La carte n°1 localise les magasins de sport dans l'agglomération orléanaise. Il apparaît une structuration de l'agglomération par un axe (l'ancienne route nationale 20), orienté Nord-Sud, passant par le centre-ville. Cet axe relie les deux pôles commerciaux périphériques de Saran, au nord, et d'Olivet au sud, et se prolonge vers le quartier de La Source, petite "ville nouvelle" de fait décidée en 1959, et principalement édifiée dans les années 1980-1990. Aujourd'hui, la ligne du tramway n°1 (nord-sud, longueur: 17 km) reprend cet axe urbain. La commune de Saint- Jean-de-Braye, à l'est, est reliée au centre par la ligne de tramway n°2 (est - ouest, longueur: 11km).
Les grandes surfaces assurent leur accessibilité géographique le long des grands axes et de la tangentielle. Leur fuite vers la périphérie apparaît à Saran et à Chécy, comme le montre la carte. Les petits commerces spécialisés dans le sport, en majorité, se placent à proximité de l'axe déjà ancien de la route nationale 20. À l'est, la commune de Saint-Jean-de-Braye en accueille au moins un.
Carte 1

2.2. Le système étalement urbain - trafic routier - tramway - pôles de banlieue

Le projet, de par sa localisation même, est explicitement fondé sur l'amplification du trafic routier. Les deux grands magasins de Saran et Chécy sont visés par une concurrence entre surfaces commerciales "de rocade" (carte n°1).
Aujourd'hui, la commune de Saint-Jean-de-Braye est bien reliée (par la tangentielle) aux pôles commerciaux existants. De plus, le tramway est un atout exceptionnel: en banlieue, Saint-Jean- de-Braye est la seule commune desservie, à l'est. En poussant la logique de la compétition entre les territoires, cette situation permettrait à la commune de modifier et même renverser les flux de chalandise, et de devenir un pôle périphérique attractif, à l'échelle de l'est de l'agglomération au moins... avec les conséquences dommageables exposées en première partie: augmentation de la circulation, "muséification" du centre orléanais...
La solution du problème peut apparaître dans une réflexion sur la densité urbaine de la banlieue, et la "relocalisation" du commerce (à l'échelle locale), dans les centres des communes (ici: Saint- Jean-de-Braye).

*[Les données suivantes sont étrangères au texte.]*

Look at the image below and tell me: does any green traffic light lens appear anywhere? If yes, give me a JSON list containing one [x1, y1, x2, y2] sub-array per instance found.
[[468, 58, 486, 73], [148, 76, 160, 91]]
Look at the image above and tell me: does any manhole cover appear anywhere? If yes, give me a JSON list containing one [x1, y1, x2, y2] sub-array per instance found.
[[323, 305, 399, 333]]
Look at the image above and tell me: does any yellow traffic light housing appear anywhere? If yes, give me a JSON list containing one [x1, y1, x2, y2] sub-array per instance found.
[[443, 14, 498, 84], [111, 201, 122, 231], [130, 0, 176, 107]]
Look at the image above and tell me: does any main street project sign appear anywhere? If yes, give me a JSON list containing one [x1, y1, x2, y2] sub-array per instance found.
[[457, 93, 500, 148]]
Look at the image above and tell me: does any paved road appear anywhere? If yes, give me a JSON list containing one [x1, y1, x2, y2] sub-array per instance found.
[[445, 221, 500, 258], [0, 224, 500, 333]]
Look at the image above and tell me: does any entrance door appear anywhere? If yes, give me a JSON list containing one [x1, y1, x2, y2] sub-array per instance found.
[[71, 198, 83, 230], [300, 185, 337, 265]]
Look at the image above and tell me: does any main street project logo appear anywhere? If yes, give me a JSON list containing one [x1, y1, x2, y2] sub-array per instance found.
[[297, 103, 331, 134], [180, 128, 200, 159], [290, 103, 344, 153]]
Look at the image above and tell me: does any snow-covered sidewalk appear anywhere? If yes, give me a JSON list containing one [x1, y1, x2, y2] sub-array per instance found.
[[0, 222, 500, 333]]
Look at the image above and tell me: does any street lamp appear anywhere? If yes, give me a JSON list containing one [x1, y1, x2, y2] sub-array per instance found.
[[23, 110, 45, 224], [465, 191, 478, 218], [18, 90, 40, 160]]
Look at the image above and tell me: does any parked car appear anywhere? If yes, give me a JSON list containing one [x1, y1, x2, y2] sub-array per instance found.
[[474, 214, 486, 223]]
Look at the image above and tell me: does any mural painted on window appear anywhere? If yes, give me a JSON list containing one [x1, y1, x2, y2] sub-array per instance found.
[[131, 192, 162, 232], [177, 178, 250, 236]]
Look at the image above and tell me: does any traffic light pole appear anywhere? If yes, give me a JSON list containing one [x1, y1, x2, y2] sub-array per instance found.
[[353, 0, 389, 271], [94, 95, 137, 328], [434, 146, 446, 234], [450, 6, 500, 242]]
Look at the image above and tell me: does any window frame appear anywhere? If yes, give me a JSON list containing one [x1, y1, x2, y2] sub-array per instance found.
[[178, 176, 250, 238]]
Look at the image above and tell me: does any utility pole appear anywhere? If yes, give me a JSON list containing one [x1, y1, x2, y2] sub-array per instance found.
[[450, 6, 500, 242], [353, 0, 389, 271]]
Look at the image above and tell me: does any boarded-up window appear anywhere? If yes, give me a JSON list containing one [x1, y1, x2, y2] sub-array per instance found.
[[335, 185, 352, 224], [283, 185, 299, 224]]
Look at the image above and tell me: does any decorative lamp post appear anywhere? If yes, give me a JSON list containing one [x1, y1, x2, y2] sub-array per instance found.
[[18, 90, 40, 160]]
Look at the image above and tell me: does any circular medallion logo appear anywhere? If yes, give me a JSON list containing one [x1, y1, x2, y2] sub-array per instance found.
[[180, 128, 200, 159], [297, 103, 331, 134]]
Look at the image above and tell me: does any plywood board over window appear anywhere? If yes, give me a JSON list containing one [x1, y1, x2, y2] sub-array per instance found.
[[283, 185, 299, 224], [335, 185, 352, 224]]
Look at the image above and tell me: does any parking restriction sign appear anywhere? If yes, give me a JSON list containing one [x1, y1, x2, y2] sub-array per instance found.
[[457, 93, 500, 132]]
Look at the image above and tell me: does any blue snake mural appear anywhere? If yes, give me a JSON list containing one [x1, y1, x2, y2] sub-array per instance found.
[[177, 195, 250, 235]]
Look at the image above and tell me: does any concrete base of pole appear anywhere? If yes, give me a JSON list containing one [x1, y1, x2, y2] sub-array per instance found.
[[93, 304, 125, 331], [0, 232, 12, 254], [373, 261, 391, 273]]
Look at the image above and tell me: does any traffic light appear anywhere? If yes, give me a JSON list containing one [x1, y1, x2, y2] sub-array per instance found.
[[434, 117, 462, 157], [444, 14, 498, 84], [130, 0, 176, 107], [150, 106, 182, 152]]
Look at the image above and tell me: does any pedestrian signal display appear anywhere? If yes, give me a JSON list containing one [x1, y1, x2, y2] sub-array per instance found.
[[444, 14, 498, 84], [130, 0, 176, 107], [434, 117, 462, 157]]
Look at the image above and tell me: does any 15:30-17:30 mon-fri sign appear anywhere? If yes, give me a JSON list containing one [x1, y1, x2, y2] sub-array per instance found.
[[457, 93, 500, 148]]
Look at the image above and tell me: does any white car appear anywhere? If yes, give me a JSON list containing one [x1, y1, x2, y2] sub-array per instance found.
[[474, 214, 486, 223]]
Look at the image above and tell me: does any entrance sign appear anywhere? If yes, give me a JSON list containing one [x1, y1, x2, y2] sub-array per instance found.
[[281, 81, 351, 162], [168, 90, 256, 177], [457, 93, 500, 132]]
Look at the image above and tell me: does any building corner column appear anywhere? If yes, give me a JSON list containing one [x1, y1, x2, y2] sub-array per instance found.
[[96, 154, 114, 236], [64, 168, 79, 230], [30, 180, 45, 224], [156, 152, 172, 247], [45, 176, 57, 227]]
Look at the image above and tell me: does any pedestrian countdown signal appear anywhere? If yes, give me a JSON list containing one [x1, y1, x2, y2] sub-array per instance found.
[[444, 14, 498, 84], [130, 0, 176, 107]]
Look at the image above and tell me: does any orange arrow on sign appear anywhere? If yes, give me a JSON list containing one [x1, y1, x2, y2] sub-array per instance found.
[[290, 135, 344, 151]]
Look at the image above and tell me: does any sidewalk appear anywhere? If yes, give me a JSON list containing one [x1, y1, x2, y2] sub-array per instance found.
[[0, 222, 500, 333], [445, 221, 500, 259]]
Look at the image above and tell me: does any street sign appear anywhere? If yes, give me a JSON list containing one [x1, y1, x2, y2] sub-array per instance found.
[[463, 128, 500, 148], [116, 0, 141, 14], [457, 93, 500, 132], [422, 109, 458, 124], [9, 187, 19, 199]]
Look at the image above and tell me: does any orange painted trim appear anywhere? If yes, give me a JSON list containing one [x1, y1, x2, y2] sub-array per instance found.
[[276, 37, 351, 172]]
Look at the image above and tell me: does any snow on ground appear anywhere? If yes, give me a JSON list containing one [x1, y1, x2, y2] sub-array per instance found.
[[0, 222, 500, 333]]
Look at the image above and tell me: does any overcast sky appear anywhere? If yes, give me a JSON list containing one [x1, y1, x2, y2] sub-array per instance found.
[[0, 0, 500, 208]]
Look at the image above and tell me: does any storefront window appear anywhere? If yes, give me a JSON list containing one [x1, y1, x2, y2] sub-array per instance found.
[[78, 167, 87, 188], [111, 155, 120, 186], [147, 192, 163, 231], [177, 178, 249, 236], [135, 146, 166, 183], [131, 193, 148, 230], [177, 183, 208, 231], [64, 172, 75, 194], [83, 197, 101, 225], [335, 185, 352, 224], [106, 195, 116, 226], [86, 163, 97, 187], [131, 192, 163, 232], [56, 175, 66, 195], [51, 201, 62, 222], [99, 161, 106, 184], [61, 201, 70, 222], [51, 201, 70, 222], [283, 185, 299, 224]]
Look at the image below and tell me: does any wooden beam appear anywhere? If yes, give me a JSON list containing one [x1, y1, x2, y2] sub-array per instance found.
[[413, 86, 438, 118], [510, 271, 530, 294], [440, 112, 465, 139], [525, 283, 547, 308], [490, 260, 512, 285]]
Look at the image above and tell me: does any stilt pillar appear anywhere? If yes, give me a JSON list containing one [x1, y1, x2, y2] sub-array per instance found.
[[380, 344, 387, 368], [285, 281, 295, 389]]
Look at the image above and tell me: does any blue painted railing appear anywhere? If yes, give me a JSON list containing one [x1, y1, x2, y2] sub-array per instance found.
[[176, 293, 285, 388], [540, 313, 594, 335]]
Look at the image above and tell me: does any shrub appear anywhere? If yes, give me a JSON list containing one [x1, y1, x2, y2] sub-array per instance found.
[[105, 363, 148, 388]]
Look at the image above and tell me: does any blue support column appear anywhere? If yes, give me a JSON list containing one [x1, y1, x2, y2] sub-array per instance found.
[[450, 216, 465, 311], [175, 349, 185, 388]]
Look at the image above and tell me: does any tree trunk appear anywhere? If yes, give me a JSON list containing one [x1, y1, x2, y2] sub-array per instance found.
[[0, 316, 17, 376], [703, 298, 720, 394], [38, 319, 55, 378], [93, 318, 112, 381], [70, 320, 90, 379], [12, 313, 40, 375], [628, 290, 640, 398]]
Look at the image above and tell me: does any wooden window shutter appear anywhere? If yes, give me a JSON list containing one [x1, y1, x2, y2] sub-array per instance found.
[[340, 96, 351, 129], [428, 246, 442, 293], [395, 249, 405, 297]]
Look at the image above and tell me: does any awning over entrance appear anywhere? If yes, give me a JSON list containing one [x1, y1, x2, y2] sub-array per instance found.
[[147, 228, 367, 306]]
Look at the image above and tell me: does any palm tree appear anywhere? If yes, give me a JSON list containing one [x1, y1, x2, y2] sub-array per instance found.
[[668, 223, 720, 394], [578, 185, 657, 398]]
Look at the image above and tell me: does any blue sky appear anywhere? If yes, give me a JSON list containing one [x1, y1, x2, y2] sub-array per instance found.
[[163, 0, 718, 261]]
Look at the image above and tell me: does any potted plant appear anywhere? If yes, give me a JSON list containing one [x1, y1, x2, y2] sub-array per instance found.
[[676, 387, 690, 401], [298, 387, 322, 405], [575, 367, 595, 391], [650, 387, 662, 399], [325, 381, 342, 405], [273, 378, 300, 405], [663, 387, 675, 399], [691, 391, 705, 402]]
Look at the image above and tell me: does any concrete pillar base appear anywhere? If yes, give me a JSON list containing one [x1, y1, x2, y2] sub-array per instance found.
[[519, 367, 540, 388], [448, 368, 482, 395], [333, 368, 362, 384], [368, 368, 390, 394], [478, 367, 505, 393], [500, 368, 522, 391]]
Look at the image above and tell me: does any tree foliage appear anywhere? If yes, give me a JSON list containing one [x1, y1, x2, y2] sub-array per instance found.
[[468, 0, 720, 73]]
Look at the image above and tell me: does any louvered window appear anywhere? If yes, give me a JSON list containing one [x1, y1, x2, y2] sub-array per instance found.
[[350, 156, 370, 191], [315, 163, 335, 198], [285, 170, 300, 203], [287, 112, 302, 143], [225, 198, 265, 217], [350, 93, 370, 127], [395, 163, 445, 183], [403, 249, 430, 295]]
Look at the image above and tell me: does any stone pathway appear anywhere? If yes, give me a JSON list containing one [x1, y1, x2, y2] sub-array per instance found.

2.3. Problématique de la densification

La faible densité de la commune étudiée apparaît sur la photographie n°2. Les opérations de construction en cours qui, certes, augmentent la densité de population, sont souvent calquées sur un modèle pavillonnaire, qu'on pensait être réservé aux couronnes péri-urbaines lointaines (photographie n°3).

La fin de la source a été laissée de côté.